Objective: To study the distribution of immunocompetent cells in the female lower genital tract and to determine whether it is altered in HIV infection.
Methods: Colposcopically directed cervical biopsies were taken in the premenstrual phase of 10 HIV-positive women with sexually acquired infection, and matched HIV-negative controls. Peripheral blood was collected from the HIV-infected group for immune studies. Histological, immunohistochemical and double immunofluorescence techniques were applied to the biopsies to reveal immunocompetent cell distribution. Comparisons were made between the immune cell populations in the cervix in the HIV-positive and negative groups, and between the cervix and peripheral blood in the HIV-positive group.

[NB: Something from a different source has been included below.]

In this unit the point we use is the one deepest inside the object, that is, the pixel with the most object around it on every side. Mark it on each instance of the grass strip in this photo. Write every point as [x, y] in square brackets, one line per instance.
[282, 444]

Results: Cervical biopsies from HIV-positive women had significantly reduced Langerhans and plasma cell counts in the submucosa, but increased T lymphocyte counts compared with the HIV-negative group. There was an increase in CD8+ lymphocyte numbers in cervical biopsies of HIV-positive women, causing an inversion of the CD4/CD8 ratio. The majority of these CD8+ cells were 'memory' (CD45RO+) cells, with reduced proportions expressing perforin (cytoplasmic cytolytic granules) and TIA-1 (cytolytic granule-associated protein). Natural killer (CD57) cell markers were not detected. The levels of CD8+ cells expressing Bcl-2 (a gene product inhibiting cell apoptosis) in HIV-positive women with relatively high peripheral CD4 lymphocyte cell counts was higher than in HIV-negative women, but these levels fell with declining CD4 lymphocyte counts (< 300 x 10(6)/1). The reduction in CD4/CD8 ratio in the cervix occurred even with relatively high peripheral CD4 counts.

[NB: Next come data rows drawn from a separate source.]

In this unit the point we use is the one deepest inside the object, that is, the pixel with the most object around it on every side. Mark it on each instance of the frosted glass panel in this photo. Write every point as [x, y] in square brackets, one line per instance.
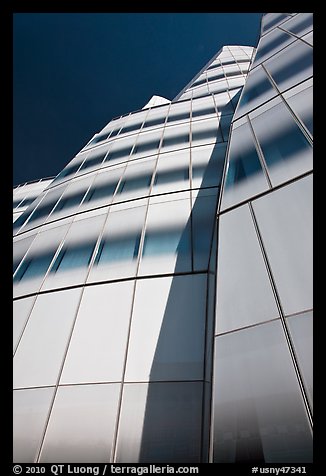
[82, 424]
[30, 409]
[167, 339]
[285, 222]
[100, 333]
[244, 292]
[301, 331]
[38, 360]
[155, 418]
[259, 413]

Conclusions: HIV disease is associated with alterations in the proportions of immunocompetent cells in the cervix. There is an increase in CD8+ T-lymphocytes and evidence of reduced cytolytic capacity; thus, CD8+ cells may lack the ability to respond to viral infection. Reduction in Langerhans' and plasma cells may reflect loss of signals from CD4+ T cells. These findings may, in part, explain why HIV-infected women are susceptible to recurrent fungal and viral infections, even when peripheral immune function is intact. Further studies of immune cell function are urgently required to further elucidate these findings.